On Thursday, the masking recommendation covers Aroostook, Cumberland, Lincoln, Penobscot, Piscataquis, Waldo and York counties, according to the governor’s office.

This is very confusing.

It is also difficult to find this information, although state officials are working to improve this. It is posted on the governor’s office COVID-19 page and was moved higher on that page on Thursday. Likewise, the Maine Center for Disease Control and Prevention website has been updated to link to both the governor’s office list of counties and to the federal CDC webpage, which color codes counties by their COVID transmission rates.

Just like vital information such as school closures and Amber alerts, this information needs to be more readily shared with Maine residents and visitors. We’re not sure how best to do that, but using the state’s electronic roadside signs, its 211 system and media websites are potential avenues for better disseminating this needed information.

The Maine CDC is currently considering these and other ways to easily get this information to more people, the agency’s spokesman Robert Long told the BDN editorial board.

“The intent is not to confuse,” he said. “The intent is to provide information to people so they can make informed decisions.”

It is also important to remember that the federal masking recommendations are the result of rapidly rising numbers of COVID cases in parts of the country, such as Louisiana, South Carolina, Florida and Texas, where vaccination rates are typically low.

Vaccinations remain the best way to slow the spread of coronavirus.

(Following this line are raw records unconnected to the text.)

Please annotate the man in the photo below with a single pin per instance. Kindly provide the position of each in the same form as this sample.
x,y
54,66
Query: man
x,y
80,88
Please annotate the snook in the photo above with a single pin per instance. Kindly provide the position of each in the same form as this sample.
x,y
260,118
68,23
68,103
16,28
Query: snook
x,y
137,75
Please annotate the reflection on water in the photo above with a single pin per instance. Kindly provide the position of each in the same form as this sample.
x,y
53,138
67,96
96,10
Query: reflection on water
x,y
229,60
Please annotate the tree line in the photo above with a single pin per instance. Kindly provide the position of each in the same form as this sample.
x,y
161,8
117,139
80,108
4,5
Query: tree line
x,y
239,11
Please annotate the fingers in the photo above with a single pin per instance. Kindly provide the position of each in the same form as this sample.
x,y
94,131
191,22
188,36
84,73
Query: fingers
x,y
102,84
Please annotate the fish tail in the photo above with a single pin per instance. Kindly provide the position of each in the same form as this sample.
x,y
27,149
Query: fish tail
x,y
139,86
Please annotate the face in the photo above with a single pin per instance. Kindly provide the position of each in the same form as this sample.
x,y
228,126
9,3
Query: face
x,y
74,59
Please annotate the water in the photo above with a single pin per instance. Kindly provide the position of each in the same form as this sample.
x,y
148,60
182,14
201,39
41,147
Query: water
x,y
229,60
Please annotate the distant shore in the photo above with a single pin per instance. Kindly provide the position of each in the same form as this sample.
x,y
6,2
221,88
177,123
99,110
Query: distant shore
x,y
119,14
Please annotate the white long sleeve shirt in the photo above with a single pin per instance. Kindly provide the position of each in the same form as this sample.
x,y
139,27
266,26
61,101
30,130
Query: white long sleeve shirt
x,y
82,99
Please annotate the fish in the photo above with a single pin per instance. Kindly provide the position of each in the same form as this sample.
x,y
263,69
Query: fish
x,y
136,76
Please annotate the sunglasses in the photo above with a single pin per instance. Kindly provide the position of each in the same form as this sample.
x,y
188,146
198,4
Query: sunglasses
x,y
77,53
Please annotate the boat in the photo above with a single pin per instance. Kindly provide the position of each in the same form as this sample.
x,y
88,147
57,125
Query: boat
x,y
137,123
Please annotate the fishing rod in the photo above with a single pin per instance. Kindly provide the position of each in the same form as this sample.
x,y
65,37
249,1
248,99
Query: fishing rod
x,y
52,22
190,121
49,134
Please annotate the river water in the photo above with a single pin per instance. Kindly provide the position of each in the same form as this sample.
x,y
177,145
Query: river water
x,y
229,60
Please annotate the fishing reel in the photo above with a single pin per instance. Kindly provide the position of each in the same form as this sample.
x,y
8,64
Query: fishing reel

In addition, if more people are vaccinated, that also slows the mutation and replication of new strains of the virus.

The delta strain, which emerged in India and is now the dominant strain in the U.S., is more transmissible and more virulent than the strain that spread across the country last year.

Maine, generally, has high vaccination rates compared to other states. Overall, nearly 70 percent of the eligible population is fully vaccinated in Maine, among the highest in the country. But, vaccination rates vary by county, from a high of 82 percent in Cumberland County to a low of 55 percent in Somerset County. Communities with low vaccination rates offer places for COVID to grow and spread more easily.

No one wants to return to wearing a mask. But, until more people in Maine — and around the country — are vaccinated, donning one indoors offers a layer of protection. The state is right to seek ways to make its masking recommendations easier to understand, and to find.

If in doubt, you can wear a mask indoors no matter where you are.